Paul Hagen: Film offers insightful look into challenges facing Latin ballplayers
Pedro Martinez bounced the pitch. Catcher Carlos Ruiz recovered the ball quickly and fired a strike to Pedro Feliz at third, who tagged out the Mets runner trying to advance for the final out of the eighth inning.
And even more remarkable than the fact that manager Charlie Manuel allowed his 37-year-old starter to throw 130 pitches that night was that the play involved three Latin players. Martinez and Feliz are from the Dominican Republic, Ruiz is a native of Panama.
It's hard to believe but as recently as 1989, the only Latin player the Phillies had all season was Juan Samuel . . . and he was traded in June.
All of which leads us to a terrific movie that has just been released on DVD. At its most basic level, "Sugar" is the fictitious story of Miguel Santos, a gifted young pitcher from San Pedro de Macoris, Dominican Republic, whose nickname is "Sugar" or Azucar in Spanish, as he chases his dream of making it to the big leagues.

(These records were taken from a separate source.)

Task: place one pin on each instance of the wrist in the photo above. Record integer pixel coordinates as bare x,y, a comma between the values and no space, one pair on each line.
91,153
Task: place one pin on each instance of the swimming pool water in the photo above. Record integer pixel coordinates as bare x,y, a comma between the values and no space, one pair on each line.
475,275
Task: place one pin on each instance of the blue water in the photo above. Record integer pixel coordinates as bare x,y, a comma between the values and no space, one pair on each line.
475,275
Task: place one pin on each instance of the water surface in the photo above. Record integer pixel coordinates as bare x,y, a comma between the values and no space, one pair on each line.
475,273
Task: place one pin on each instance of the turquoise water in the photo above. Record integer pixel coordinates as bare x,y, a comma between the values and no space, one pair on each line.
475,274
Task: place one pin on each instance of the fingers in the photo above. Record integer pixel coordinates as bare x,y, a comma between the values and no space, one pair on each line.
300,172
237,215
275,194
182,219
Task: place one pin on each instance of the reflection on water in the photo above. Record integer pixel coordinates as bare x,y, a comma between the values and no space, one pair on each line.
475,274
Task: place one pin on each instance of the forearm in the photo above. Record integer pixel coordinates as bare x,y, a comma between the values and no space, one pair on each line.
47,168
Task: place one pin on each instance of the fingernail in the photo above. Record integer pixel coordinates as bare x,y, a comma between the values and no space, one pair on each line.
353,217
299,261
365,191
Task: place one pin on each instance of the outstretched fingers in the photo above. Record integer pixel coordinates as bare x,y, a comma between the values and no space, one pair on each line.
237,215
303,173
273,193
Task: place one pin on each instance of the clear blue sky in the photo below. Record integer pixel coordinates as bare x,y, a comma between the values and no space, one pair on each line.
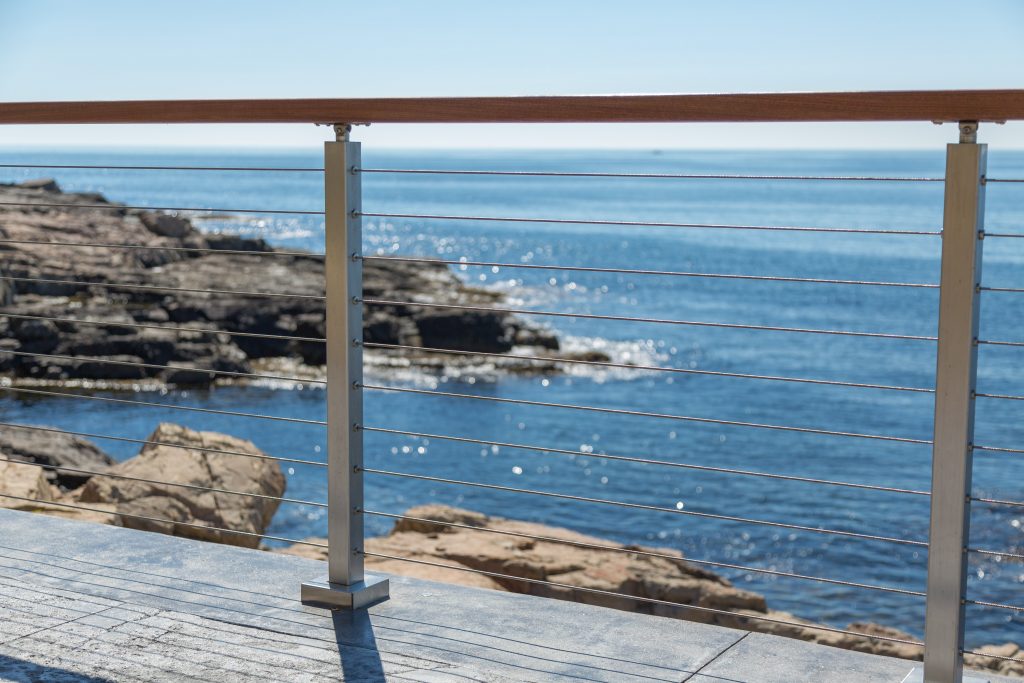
121,49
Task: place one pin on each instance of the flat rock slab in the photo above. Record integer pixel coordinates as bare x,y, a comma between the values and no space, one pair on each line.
88,602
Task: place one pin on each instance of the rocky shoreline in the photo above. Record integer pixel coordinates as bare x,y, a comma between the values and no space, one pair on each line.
248,481
123,286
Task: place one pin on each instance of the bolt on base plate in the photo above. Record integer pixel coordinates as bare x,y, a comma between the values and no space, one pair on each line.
322,593
916,675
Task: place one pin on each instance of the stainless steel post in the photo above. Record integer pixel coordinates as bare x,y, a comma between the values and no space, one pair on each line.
963,237
345,585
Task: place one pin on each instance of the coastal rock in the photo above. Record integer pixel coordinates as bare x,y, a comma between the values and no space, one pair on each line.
160,281
24,481
54,450
184,507
634,570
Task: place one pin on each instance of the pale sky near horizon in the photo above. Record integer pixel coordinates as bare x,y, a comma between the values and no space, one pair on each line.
171,49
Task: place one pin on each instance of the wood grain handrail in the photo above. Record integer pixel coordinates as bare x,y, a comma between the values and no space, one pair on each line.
944,105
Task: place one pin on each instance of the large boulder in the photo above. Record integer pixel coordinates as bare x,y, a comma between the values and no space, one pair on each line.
193,513
669,578
54,450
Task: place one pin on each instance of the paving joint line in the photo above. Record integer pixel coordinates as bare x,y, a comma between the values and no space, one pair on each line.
717,656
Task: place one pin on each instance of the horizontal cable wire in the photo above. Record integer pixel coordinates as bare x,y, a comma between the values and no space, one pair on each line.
680,273
60,394
636,551
652,508
639,223
161,521
992,342
994,656
61,468
1005,396
643,461
168,328
159,288
643,414
999,605
131,364
995,449
626,366
995,501
693,176
163,168
995,553
657,321
1001,289
598,591
119,207
188,446
198,250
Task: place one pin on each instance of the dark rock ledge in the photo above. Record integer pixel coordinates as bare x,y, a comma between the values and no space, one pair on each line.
192,353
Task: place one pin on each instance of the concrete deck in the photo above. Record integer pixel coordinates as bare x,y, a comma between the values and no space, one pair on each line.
93,603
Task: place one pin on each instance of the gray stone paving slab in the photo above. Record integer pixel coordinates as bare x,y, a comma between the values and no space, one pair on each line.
111,604
764,658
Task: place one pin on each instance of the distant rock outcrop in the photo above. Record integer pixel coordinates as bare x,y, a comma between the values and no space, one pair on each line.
166,281
55,450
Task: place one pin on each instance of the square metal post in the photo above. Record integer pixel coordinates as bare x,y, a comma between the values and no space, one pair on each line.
345,585
963,236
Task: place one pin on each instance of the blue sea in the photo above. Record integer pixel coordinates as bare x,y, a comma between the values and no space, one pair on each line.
903,206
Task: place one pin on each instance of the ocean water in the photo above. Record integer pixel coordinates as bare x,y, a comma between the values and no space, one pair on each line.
904,206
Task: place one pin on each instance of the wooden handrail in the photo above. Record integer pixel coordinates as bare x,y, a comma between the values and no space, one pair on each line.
804,107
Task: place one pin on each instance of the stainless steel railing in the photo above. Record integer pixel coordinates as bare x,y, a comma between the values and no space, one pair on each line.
347,584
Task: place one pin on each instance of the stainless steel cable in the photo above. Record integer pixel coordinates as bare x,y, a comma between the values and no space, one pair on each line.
131,364
657,321
164,168
995,501
121,207
644,414
642,461
142,441
627,366
995,553
60,394
688,176
168,328
994,656
159,288
196,250
680,273
597,591
994,604
126,477
998,395
995,449
991,342
652,508
636,551
1001,289
637,223
161,521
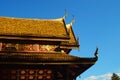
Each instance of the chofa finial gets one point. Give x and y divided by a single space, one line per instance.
65 15
96 53
73 20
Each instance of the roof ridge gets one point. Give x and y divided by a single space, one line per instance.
57 19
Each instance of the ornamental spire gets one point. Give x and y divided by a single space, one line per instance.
73 20
65 15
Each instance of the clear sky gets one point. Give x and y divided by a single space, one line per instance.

But the rich subtext is a realistic examination of the tug-of-war between the hope of making it big and fear of failure that these players face, all while having to cope with the language barrier and adjusting to an alien culture.

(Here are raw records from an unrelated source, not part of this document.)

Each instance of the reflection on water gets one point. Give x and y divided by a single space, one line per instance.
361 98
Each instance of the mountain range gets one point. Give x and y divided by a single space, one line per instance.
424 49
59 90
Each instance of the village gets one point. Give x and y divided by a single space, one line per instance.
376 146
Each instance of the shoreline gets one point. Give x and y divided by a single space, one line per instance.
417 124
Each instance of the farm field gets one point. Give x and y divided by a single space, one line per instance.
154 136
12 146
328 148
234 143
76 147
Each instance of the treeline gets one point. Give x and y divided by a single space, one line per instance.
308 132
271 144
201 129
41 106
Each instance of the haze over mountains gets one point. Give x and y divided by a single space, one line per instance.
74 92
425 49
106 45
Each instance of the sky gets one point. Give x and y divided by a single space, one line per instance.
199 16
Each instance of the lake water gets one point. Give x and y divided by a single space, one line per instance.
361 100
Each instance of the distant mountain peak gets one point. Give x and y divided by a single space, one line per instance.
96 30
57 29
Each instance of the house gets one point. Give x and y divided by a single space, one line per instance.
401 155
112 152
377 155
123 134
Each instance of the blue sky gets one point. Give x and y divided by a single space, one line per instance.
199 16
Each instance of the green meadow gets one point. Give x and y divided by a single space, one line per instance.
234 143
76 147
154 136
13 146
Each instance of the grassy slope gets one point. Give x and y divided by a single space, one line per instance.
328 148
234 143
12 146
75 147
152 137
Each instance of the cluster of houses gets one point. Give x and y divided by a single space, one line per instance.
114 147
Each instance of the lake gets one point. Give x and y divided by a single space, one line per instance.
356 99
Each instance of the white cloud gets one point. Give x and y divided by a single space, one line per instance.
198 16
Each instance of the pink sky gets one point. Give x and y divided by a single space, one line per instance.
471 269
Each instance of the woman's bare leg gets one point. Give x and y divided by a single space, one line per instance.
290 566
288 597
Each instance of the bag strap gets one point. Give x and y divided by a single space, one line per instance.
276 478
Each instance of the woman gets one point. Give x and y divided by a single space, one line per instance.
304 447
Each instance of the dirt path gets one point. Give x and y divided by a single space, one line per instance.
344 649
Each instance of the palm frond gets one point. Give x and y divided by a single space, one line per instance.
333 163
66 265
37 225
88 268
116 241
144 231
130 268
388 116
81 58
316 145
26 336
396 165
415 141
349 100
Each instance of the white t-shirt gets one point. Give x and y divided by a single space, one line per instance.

"I think it's very real, very close to what we normally go through, especially in the first stages of our arrival in the United States," Martinez, who attended the opening night for the film in the Dominican, says in one of the bonus scenes.
In one haunting bit of screen verite, former major leaguer Jose Rijo plays the role of a big-league team's representative in Latin America. Rijo, of course, was a special assistant to Nationals general manager Jim Bowden who ran the club's Dominican academy before both resigned this spring after becoming entangled in the Latin bonus-skimming scandal.
At one point, a prospect tells Santos that the fictitious Kansas City Knights have offered him a contract. Santos, played by Algenis Perez Soto, asks how much they're willing to pay. The kid says it's $115,000 but adds, almost offhandedly, that his agent will take $40,000 of it.
Anybody who watches this movie will come away with a deeper appreciation of what the Latin players go through just to get a chance to play baseball.
The hot corner
-- Former Diamondbacks ace Brandon Webb, injured all year, said that if the team wants him to restructure his $8.5 million option for next year, they can forget it. "No, I'm not interested in doing that," he said flatly.
-- At a time when most teams who move their spring-training sites go from Florida to Arizona, the Cubs are threatening to leave Mesa, Ariz., for Naples, Fla., if they don't get the new complex they're demanding.
Cheers
For major league journeyman Pete Orr. Now with the Nationals, the 30-year-old will not go home when the season ends a week from Sunday. He'll report to Washington's spring-training base in Viera, Fla., and begin to learn how to catch.
He's never done it before. But team officials asked him if he'd like to give it a try and he jumped at the chance.
"Anything to give myself a better chance to be in the big leagues, I'll do it at the drop of a hat," he explained.
And if he doesn't make it, at least Orr will know that he did everything he could possibly do.